Our senior pastor was away this weekend, so our head youth pastor preached at the two Sunday morning services.  Different messages for each.  But he gave a great illustration in the early service that fits what we’re talking about.  Pastor Love talked about genetics creating resemblance.  He mentioned someone seeing a picture of him and his grandson and they thought he was his father.  And that thought speaks right to his point and mine.  If someone is going through turmoil, they don’t need to see me and my thinking.  They need God.  If they’re lost, I can’t save them, but God can.  If they need physical, mental, or spiritual healing, I can’t do that.  But God is the Great Physician.
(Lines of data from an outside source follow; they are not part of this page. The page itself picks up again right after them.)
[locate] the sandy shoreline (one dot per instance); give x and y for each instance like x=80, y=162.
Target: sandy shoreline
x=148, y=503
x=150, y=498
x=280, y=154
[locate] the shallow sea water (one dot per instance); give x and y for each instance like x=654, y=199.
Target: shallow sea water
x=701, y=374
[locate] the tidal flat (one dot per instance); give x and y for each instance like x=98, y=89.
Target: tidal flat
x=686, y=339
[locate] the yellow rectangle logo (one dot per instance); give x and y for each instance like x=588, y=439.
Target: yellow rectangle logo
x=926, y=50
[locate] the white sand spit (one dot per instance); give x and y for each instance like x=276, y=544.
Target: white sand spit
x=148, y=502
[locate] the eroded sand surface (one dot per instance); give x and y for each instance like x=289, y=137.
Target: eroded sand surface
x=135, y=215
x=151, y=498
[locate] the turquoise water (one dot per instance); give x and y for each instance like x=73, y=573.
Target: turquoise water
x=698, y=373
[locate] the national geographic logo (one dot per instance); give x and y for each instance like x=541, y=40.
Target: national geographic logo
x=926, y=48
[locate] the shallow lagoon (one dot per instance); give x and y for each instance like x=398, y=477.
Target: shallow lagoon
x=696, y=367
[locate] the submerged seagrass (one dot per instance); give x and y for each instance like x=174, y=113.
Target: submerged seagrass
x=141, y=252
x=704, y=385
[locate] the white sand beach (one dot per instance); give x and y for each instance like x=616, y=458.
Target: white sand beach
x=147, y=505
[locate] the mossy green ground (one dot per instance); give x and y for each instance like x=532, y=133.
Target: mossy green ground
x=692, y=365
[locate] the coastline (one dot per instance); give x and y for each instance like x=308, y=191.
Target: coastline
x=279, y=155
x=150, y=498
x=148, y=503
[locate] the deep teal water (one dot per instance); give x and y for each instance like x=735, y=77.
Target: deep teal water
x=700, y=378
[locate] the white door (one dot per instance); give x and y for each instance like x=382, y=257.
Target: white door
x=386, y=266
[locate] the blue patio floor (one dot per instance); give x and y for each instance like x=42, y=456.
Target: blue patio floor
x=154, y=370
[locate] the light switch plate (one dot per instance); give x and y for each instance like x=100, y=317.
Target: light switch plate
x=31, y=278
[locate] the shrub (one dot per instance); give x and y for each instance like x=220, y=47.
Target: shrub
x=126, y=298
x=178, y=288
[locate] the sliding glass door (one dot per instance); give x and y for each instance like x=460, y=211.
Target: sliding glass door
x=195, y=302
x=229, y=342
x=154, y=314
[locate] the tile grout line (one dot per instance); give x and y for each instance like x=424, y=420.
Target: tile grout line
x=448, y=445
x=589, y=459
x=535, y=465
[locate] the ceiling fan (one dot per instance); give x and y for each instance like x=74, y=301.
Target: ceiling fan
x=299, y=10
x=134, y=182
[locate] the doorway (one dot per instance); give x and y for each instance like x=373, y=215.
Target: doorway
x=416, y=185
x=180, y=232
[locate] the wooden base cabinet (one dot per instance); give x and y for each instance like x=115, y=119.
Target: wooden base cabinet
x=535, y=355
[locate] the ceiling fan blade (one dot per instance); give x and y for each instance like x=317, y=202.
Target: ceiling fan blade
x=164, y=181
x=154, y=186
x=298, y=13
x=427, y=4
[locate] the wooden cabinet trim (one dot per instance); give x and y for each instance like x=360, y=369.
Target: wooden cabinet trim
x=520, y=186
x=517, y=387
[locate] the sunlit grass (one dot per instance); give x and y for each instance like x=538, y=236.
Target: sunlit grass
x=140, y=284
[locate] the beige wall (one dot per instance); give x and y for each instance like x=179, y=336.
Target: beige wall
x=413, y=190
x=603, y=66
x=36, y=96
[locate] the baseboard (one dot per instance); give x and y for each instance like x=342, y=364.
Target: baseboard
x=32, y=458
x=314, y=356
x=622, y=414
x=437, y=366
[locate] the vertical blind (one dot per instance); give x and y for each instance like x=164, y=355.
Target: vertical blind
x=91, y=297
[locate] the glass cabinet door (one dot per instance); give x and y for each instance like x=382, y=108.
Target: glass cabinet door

In other words, my goal has to be that, when someone looks at me, what they see needs to be a reflection of my heavenly Father.  By spiritual genetics, He needs to shine through.  Or, as John 3:30 puts it, “He must increase, but I must decrease.”.  When I was a bit younger and sporting a mustache, people commented that I looked like Dennis Weaver playing McCloud.  That happened often enough that I jokingly used to use a few of the character’s catch phrases.  When people saw me, they saw McCloud.  Today, I’d hope that when they see me or read what I share, they still don’t see me, but Jesus instead.  If that’s not happening, something needs to change.

The other part of the comment was about my being a Christian leader.  I suppose that’s true, if we consider John Maxwell’s premise that we all influence someone.  So, for them, we’re a leader.  But think about that in context of this conversation.  Going back to the previous paragraphs, we’re talking about drawing people to God, loving people, offering them solutions to their problems.  I don’t recall Jesus restricting sharing the Gospel to leaders, or making “love thy neighbor” a leaders only command.  If I’m considered a leader by some because I believe and act upon the Great Commandment and the Great Commission, that’s sad.  I’m just doing what God said we should all do. 

The fact that some would consider those things leadership roles indicates that they probably have opted out of what God says are parts of the normal Christian life.  I don’t often think about that because most of the people I know are like me, looking for ways to bless people and draw them closer to God.  It almost shocks me when someone doesn’t think of that as a way of life.  That not only prevents them from being real leaders, it means they’ve chosen to deprive themselves of the blessings and joy of becoming more Christ-like.

Matthew 6:33 (KJV)  But seek ye first the kingdom of God, and his righteousness; and all these things shall be added unto you.

You knew we weren’t going to get too far away from that one.  In terms of our experience on earth, I think of the kingdom as experiencing God’s presence, His joy, His power, His peace.  That comes from living in His righteousness.  Acting not on our own, but by His direction.  We all know what Isaiah 64 says about our righteousness.  Anything we do on our own fits that category.  It’s only God working in us that gets things done right.  It’s only God loving through us that allows us to love with His love.  It’s only His love, working in and through us, that brings perfect peace.
 
If living and thinking that way makes me a leader, so be it.  But that only comes from being submitted to God.  It’s not me, but Him in me.  And I’ll stick with that because I’m selfish.  I’ve experienced the other way.  The active Christian life is much better, much more satisfying, and much more fun.  Do you want more joy and more peace?  Come join me.